Neat, glad that got cleared up. I may try interleaving my data just for kicks.

MtRoad, I think you were correct in that I wasn’t declaring the frustum matrix properly. I did some tests and found that the frustum matrix was mapping points outside of the acceptable screen range (between <-1, -1, -1, 1> and <1, 1, 1, 1> I assume?)

I will try using the perspective function soon as I agree that is a bit better in terms of understanding how the scene is seen (ha), but can you give me some details on how the frustum matrix works? Basically the way I got it working was by making the zrange between 10 and 100, but in order for things to be visible I need to keep them at negative z values. Furthermore my x and y bounds have become completely altered, as though the entire scene has been rotated somehow. Looking at the frustum matrix, however, it appears to be a pretty standard perspective projection (as per songho’s post.)

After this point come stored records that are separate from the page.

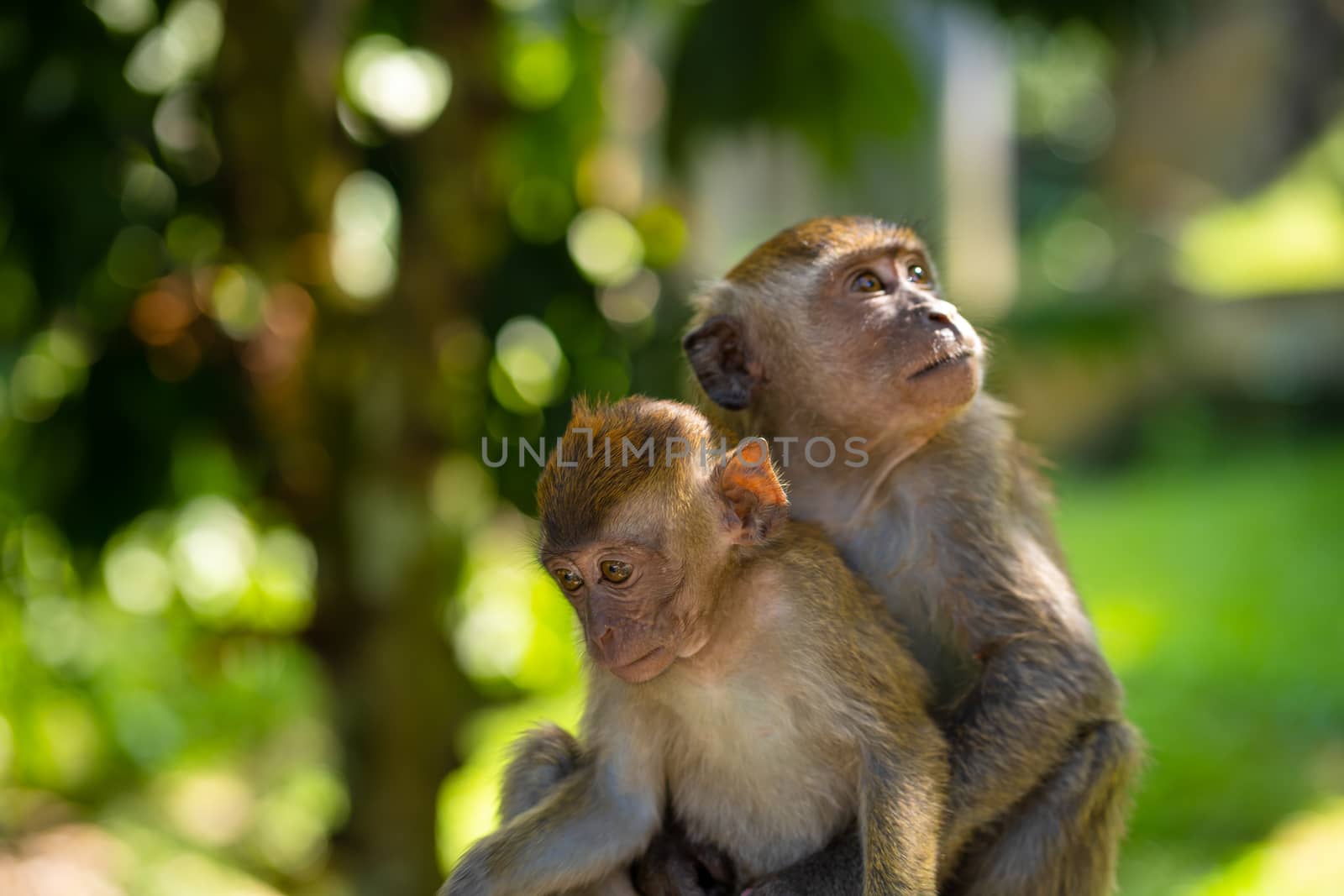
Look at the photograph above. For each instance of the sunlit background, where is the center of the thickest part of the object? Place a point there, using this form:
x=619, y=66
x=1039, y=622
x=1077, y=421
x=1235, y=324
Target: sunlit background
x=270, y=271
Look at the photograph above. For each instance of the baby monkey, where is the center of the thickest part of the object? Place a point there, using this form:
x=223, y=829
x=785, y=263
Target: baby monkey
x=741, y=679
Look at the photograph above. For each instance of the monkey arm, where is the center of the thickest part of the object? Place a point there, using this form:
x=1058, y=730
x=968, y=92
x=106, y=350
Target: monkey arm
x=593, y=821
x=900, y=809
x=1035, y=696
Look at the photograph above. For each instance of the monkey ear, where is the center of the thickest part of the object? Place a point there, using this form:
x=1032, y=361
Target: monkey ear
x=753, y=493
x=718, y=355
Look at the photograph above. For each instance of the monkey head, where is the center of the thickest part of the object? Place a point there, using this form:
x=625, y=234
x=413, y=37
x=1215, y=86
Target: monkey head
x=642, y=511
x=837, y=322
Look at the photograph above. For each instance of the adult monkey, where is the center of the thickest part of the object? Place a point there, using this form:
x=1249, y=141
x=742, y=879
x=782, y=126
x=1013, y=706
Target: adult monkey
x=835, y=328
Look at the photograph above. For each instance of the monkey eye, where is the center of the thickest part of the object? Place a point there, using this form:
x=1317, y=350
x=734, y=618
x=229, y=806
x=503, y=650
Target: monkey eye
x=616, y=571
x=866, y=282
x=918, y=275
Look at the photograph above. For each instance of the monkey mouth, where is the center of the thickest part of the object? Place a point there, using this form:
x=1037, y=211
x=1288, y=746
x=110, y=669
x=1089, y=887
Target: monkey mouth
x=952, y=358
x=642, y=668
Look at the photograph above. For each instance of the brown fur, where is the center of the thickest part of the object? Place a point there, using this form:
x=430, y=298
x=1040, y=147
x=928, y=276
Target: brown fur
x=949, y=523
x=790, y=705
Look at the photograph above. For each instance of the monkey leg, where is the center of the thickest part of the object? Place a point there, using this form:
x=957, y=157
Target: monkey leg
x=1062, y=839
x=542, y=758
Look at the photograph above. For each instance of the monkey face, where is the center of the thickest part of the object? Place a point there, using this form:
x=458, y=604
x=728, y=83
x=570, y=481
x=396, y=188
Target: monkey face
x=887, y=340
x=624, y=595
x=840, y=322
x=640, y=547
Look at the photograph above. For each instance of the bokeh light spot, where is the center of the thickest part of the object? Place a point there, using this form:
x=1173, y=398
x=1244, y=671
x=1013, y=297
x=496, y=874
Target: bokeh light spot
x=366, y=228
x=538, y=71
x=403, y=89
x=530, y=356
x=631, y=302
x=605, y=246
x=138, y=578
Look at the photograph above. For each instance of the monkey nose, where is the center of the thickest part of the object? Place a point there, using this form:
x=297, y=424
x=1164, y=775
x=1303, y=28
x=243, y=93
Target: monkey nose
x=941, y=313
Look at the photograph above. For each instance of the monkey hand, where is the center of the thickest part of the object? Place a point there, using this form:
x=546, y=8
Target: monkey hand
x=676, y=867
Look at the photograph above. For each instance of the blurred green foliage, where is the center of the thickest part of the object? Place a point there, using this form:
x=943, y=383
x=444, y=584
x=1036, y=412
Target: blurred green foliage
x=279, y=281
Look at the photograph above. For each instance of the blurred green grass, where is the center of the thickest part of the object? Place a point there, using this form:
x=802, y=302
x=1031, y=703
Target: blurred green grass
x=1216, y=593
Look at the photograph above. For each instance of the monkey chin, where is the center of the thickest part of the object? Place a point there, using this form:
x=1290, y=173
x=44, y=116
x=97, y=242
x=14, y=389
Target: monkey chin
x=647, y=668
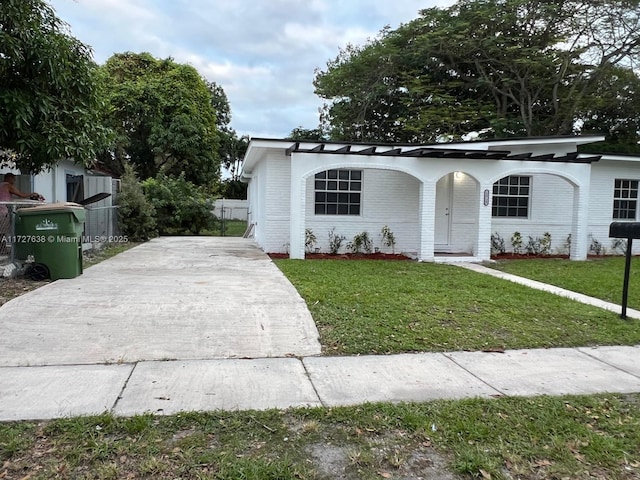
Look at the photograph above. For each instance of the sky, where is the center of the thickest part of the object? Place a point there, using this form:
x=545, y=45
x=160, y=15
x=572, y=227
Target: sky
x=263, y=53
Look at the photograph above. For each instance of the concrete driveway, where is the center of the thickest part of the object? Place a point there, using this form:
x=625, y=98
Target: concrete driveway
x=173, y=298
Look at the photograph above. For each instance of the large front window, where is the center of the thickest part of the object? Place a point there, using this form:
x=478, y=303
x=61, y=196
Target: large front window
x=625, y=199
x=511, y=196
x=338, y=192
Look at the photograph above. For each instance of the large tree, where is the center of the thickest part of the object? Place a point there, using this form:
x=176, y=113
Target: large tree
x=49, y=99
x=517, y=67
x=166, y=116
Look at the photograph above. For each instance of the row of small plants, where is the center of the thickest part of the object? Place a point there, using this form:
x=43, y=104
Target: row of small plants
x=359, y=244
x=542, y=245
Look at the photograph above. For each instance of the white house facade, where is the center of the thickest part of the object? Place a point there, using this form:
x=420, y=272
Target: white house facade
x=441, y=201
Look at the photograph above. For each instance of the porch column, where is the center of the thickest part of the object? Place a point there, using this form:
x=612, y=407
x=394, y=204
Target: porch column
x=580, y=227
x=483, y=240
x=427, y=221
x=297, y=212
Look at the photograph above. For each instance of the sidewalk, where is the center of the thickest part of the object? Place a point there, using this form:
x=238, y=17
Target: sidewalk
x=189, y=323
x=237, y=384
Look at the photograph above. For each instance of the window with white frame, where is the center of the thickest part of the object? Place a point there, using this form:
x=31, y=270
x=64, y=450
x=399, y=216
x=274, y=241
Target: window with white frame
x=625, y=199
x=338, y=192
x=511, y=196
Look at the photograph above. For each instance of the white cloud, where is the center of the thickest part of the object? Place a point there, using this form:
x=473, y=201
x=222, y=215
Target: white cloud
x=262, y=52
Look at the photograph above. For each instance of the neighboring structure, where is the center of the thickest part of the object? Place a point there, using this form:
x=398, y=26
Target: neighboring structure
x=441, y=199
x=69, y=182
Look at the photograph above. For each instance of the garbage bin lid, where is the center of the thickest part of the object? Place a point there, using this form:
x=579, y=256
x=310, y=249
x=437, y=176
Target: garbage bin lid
x=50, y=206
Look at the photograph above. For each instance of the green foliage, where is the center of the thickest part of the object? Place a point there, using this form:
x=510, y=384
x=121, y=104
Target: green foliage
x=233, y=189
x=181, y=207
x=497, y=243
x=50, y=100
x=232, y=150
x=539, y=246
x=361, y=243
x=309, y=240
x=516, y=242
x=136, y=215
x=388, y=238
x=164, y=116
x=335, y=241
x=595, y=246
x=506, y=67
x=300, y=133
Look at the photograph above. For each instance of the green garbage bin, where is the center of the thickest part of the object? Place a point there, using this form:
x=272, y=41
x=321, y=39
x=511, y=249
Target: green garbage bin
x=52, y=234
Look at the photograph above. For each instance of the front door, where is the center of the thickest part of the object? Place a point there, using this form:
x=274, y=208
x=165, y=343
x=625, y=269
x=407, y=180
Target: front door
x=443, y=213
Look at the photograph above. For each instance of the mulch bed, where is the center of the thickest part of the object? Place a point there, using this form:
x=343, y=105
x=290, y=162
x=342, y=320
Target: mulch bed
x=346, y=256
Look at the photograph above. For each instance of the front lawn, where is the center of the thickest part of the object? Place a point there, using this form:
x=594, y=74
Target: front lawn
x=577, y=437
x=598, y=277
x=381, y=307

Sorry, none of that really made sense. I’m glad to be seeing something, I just need to understand it. It seems that a projection matrix generated by


glm::frustum<GLfloat>(0.f, 400.f, 0.f, 300.f, 10.f, 100.f);

will ensure that a point at say (200, 150, -55) will show up. I don’t quite understand that given the range I specified, but I’ll take the fact that I’m seeing something as a small victory and now try to build up some intuition on these matrices.